Sowohl ARD als auch ZDF gehen an Pfingsten dem 3:2 von Wembley nach

Rudi Michel, der Kommentator des WM-Endspiels von 1966, bewies Weitsicht. „3:2 für England. Das wird wieder Diskussionen geben“, sagte er, nachdem Schiedsrichter Gottfried Dienst den umstrittensten und zugleich berühmtesten Treffer der Fußballgeschichte gegeben hatte: das „Wembley-Tor“. Die Diskussionen sind auch 40 Jahre danach nicht verstummt. Deshalb widmen ARD und ZDF dem aus deutscher Sicht unberechtigten, das WM-Finale zwischen England und Deutschland entscheidenden Treffer zum 3:2 am Pfingstwochenende jeweils eine Dokumentation.

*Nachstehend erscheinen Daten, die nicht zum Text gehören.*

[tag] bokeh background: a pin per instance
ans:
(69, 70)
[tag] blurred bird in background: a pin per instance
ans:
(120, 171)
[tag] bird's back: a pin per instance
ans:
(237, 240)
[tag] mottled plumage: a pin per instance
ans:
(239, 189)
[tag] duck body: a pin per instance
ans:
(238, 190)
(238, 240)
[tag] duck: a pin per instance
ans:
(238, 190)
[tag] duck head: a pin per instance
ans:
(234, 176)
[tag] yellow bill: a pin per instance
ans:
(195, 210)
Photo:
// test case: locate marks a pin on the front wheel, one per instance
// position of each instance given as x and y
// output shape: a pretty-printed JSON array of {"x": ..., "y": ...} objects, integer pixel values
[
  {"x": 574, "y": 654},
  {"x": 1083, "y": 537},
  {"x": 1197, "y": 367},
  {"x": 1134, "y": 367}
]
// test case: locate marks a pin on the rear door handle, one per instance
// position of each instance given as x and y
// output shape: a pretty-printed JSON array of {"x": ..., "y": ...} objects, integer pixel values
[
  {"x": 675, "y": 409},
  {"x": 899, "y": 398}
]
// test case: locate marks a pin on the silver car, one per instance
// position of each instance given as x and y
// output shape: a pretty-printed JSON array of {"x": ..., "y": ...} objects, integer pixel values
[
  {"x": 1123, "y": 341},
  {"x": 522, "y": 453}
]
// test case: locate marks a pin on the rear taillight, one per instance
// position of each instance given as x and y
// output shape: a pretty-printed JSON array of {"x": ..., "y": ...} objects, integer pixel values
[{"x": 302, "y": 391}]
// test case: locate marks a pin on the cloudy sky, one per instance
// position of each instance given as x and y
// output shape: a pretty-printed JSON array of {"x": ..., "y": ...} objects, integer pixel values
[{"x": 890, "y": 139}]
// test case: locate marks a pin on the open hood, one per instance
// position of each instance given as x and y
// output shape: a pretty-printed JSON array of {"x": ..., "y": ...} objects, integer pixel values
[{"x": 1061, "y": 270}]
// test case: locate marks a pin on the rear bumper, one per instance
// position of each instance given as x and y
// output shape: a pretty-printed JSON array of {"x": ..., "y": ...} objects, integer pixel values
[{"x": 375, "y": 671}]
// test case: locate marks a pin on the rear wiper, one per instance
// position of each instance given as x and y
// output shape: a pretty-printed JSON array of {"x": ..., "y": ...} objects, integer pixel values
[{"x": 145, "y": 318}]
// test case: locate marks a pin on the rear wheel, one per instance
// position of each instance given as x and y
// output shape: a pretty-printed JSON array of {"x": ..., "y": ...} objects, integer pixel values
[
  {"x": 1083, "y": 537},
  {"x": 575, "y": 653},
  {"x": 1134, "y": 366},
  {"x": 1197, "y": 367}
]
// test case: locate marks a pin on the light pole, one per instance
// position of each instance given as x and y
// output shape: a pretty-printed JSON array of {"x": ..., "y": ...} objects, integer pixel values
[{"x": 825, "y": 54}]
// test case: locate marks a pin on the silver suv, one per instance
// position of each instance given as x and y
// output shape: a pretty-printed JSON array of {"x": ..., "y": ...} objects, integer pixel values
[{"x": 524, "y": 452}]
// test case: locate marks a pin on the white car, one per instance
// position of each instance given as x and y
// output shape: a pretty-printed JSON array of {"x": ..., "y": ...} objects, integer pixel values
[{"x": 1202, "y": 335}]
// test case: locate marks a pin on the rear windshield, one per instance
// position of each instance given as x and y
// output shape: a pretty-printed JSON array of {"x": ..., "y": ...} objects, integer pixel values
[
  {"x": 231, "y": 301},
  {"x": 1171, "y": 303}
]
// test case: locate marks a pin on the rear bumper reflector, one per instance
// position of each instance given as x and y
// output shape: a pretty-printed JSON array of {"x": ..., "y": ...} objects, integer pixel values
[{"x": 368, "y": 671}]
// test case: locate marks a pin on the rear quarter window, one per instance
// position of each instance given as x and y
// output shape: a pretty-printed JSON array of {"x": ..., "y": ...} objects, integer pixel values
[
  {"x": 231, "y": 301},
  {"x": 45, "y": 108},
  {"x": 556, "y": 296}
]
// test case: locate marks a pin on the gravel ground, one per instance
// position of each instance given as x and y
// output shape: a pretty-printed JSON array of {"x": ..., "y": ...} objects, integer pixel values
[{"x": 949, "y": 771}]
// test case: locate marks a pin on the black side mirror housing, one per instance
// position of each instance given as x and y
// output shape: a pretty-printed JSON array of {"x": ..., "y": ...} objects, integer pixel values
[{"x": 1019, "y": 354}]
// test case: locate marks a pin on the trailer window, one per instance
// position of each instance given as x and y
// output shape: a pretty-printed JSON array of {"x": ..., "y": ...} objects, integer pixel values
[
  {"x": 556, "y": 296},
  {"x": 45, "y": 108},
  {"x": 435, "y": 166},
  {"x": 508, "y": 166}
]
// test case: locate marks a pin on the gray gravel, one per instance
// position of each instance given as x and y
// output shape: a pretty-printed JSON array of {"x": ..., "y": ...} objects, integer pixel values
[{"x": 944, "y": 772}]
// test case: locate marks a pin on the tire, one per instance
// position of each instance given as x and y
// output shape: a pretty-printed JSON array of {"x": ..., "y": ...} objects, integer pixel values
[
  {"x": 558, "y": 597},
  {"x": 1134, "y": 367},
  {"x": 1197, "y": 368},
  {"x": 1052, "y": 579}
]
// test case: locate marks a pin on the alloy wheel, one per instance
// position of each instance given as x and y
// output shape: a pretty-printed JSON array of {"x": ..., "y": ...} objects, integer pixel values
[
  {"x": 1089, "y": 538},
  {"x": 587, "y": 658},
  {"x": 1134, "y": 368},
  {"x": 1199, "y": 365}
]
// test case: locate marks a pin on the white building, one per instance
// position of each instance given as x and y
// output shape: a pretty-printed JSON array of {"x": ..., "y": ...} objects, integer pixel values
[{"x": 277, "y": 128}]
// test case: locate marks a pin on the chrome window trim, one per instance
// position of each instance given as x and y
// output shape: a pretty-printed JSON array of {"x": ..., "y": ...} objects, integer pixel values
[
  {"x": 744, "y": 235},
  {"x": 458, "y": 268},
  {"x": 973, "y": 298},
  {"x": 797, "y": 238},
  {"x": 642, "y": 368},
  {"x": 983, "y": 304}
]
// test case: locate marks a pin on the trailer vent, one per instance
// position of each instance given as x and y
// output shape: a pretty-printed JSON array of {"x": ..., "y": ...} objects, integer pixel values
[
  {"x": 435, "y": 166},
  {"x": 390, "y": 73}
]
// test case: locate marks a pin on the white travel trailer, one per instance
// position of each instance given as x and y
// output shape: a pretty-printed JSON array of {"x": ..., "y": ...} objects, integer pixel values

Den Auftakt macht das ZDF mit „Das verflixte dritte Tor – Wembley 1966“ am Sonntagabend. Ursprünglich sollte der Film zur besten Sendezeit am Dienstag laufen, die schlechten Quoten für Fußballdokumentationen angesichts der inflationären Häufung in den vergangenen Wochen bewegten das ZDF indes, den Fußball kurzfristig ins Nachtprogramm zu verschieben.

Das ist zu bedauern, da die Autoren Manfred Oldenburg und Sebastian Dehnhardt sich liebevoll dem Innenleben der deutschen Mannschaft nähern und das damalige Team auf unterhaltsame Weise durchs Turnier in England begleiten.

Natürlich steht bei dem ZDF-Film die niemals endgültig zu beantwortende Frage im Mittelpunkt, ob der Ball nun drin war oder nicht. Die Autoren befragen Akteure, Zeitzeugen, Wissenschaftler – und kommen dennoch nicht zu einer endgültigen Antwort. Interessanter ist, was sie an Anekdoten zutage fördern. Der damalige Assistenztrainer Dettmar Cramer erzählt, wie er mitbekam, dass sich seine Spieler in rauen Mengen Whisky in die Cola schütteten – aber er schwieg. Er setzte sich sogar dazu, als die Spieler auf einem Zimmer einen schwedischen Softporno schauten. Und wer weiß, vielleicht wusste Cramer sogar von der Romanze, die der damals zwanzig Jahre alte Franz Beckenbauer im Trainingslager mit einer Hotelangestellten hatte. Die Frau berichtet vor den ZDF-Kameras von ihrer bislang der Öffentlichkeit unbekannten kurzen Liaison mit Beckenbauer. „Ich halte das für immer im Herzen“, sagt sie.

Die ARD-Dokumentation „Der Fluch von Wembley“ am Pfingstmontag geht weniger sensationslüstern an die Geschichte heran. Der Autor Stefan Keber konzentriert sich mit Hilfe von Archivmaterial auf die 40 Jahre währende Geschichte der Diskussionen um das Tor der Tore. Das ist schon spannend genug. Auf den einen oder anderen Interviewpartner hätte er verzichten können. Der in Aserbaidschan aufgetriebene Sohn Tofik Bahramovs, der 1966 als Linienrichter auf Tor für England entschied, bringt genauso wenig Licht ins Dunkel um das vermeintliche Tor wie die Befragung der Kinder des Schweizer Schiedsrichters Dienst.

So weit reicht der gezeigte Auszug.